Iowa born, bred, and educated, (a Luther College graduate) Archer was excited and fortunate to have the opportunity to continue her education in Iowa and still receive a top-tier legal education.
One of her major accomplishments during law school thus far was working on her attitude and making it through the first year. Throughout the year she learned to go with her own gut, study in her own way, and in doing that, gained a great deal of confidence in her abilities and was able to make law school about her personal approach and goals.
“I think my first year was very difficult for me because I let myself become intimidated by stories I heard from graduates that law school was the worst three years of their lives,” the 22 year old said. “I was also intimidated by my accomplished peers and their keen intellect, but I think at the end of the day I just had to learn to buckle down and create my own experience.”
This past summer Archer served as a legal extern to Justice Mansfield and Justice Waterman at the Iowa Supreme Court. Because the Iowa Supreme Court’s terms largely mirror those of the U.S. Supreme Court, the first part of the summer included aiding in the drafting of opinions and concluding the court’s adjudicative term, and the latter part of the summer focused more on attorney discipline cases. She also participated in the Blackstone Legal Fellowship, which included attending several educational sessions in Arizona.

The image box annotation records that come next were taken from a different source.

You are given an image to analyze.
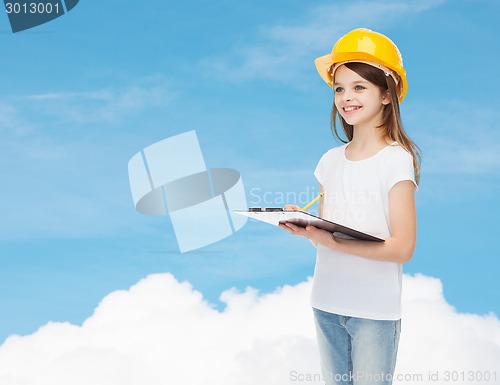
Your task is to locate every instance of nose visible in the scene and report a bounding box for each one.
[342,90,353,102]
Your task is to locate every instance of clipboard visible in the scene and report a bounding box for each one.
[234,207,384,242]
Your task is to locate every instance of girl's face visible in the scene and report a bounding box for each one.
[333,65,390,128]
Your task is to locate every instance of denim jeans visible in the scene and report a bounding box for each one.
[313,308,401,385]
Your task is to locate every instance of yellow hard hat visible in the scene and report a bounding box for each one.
[314,28,408,102]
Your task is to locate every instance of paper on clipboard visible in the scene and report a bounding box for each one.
[234,208,384,242]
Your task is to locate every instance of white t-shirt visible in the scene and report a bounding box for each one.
[311,143,416,320]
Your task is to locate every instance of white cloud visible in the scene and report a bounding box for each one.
[203,0,445,84]
[0,274,500,385]
[19,76,174,124]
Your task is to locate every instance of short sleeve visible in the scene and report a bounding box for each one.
[386,146,418,191]
[314,154,327,185]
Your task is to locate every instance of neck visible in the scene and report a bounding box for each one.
[350,125,388,150]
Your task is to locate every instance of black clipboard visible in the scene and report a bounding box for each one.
[234,207,384,242]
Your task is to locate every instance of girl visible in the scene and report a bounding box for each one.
[280,29,420,385]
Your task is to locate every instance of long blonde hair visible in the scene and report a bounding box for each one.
[331,62,422,184]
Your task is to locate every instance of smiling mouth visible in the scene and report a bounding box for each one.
[343,106,361,112]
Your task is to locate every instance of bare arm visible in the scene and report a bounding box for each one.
[281,181,417,263]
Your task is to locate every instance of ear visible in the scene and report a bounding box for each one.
[382,90,391,106]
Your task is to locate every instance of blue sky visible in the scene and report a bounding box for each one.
[0,0,500,341]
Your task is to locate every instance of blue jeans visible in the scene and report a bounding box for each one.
[313,308,401,385]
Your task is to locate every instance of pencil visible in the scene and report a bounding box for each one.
[302,193,323,211]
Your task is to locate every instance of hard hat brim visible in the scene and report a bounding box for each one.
[314,52,408,103]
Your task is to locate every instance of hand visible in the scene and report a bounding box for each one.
[279,222,337,249]
[283,204,302,211]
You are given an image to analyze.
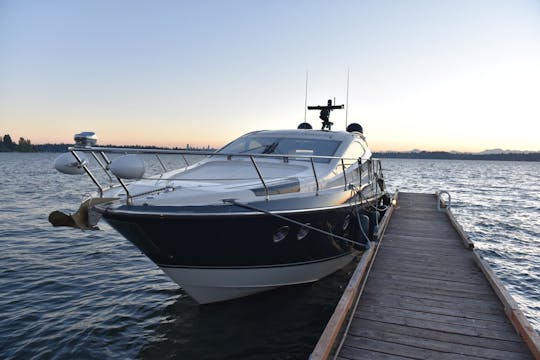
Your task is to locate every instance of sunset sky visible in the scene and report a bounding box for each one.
[0,0,540,152]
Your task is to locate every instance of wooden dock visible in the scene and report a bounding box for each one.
[311,193,540,360]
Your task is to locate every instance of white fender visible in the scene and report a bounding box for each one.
[54,153,88,175]
[109,154,145,179]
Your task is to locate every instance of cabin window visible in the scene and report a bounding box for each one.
[219,136,341,163]
[343,141,366,167]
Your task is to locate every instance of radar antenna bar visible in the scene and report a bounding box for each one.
[307,99,345,130]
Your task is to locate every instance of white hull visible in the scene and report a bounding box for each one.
[160,253,355,304]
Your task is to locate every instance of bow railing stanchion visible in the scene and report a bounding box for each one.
[156,154,167,172]
[70,150,103,197]
[309,157,319,195]
[341,158,347,190]
[249,155,270,200]
[90,151,113,181]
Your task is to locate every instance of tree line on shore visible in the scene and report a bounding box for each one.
[0,134,38,152]
[0,134,540,161]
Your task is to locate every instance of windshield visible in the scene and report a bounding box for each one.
[218,136,340,162]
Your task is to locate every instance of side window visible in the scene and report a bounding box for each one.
[343,141,366,167]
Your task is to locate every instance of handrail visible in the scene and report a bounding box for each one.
[68,146,368,162]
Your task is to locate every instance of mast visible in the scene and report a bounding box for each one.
[307,99,345,130]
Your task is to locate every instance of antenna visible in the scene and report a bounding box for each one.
[307,100,343,130]
[304,70,309,122]
[345,68,351,128]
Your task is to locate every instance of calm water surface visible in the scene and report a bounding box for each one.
[0,153,540,359]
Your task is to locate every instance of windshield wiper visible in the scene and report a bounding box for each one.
[263,141,278,154]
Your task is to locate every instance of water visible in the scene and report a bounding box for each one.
[0,153,540,359]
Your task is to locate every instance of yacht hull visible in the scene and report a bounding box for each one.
[103,201,380,304]
[160,251,357,304]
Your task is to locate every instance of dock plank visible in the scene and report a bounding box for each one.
[335,193,533,360]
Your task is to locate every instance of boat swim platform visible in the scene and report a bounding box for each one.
[310,192,540,360]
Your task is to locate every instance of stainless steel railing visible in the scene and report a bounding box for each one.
[69,146,383,204]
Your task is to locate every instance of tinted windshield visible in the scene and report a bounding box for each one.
[219,136,340,162]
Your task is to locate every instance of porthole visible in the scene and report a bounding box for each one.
[274,226,289,243]
[296,223,311,240]
[342,214,351,231]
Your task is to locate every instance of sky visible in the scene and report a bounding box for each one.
[0,0,540,152]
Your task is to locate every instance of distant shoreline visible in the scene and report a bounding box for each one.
[373,151,540,161]
[3,144,540,161]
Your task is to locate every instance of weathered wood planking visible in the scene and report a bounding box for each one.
[313,193,539,360]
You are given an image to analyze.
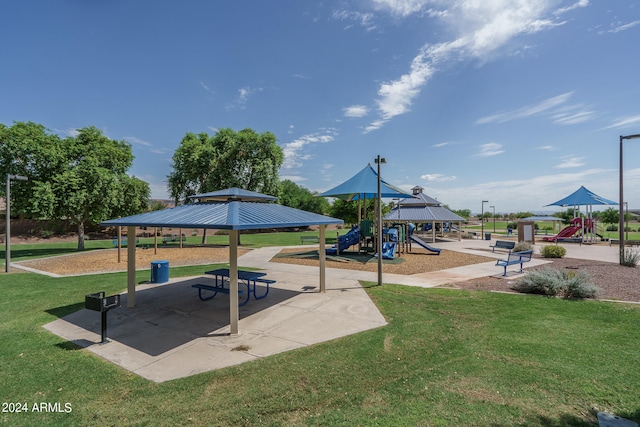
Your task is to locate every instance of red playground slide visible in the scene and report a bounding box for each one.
[542,225,582,242]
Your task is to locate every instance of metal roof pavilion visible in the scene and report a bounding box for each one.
[102,188,344,335]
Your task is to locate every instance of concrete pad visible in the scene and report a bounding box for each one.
[45,240,619,382]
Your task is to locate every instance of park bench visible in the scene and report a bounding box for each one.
[191,283,248,305]
[489,240,516,252]
[496,250,533,276]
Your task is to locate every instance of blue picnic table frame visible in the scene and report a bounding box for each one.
[204,268,274,306]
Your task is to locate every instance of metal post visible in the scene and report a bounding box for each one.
[489,206,496,234]
[376,154,387,286]
[480,200,489,240]
[4,174,29,273]
[618,134,640,265]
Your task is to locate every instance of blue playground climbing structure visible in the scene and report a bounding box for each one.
[325,225,360,255]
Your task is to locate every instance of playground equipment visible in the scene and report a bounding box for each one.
[374,242,396,259]
[542,217,594,242]
[325,225,360,255]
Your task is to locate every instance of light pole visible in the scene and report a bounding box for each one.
[618,133,640,265]
[4,173,29,273]
[376,154,387,286]
[489,206,496,234]
[624,202,629,240]
[480,200,489,239]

Archer said the biggest surprise of law school came on the day after her last final second semester of her first year.
“I was getting ready to leave my apartment and head off for the summer and I realized that I already missed school,” she said. “I then let my parents know that I was obviously very ill and needed special care, but really, all jokes aside, once I started to get over my fears and stresses, I found that I actually really enjoyed classes and the whole law school experience.”
During Archer’s first year she was a member of OWLSS (Organization of Women Law Students and Staff), the Federalist Society, the Pro Bono Society, and she served as a student representative on the Faculty Committee for Student Honors and Awards. In her second year, Archer will also be a student writer for the Iowa Law Review and a research assistant to Professor Enrique Carrasco.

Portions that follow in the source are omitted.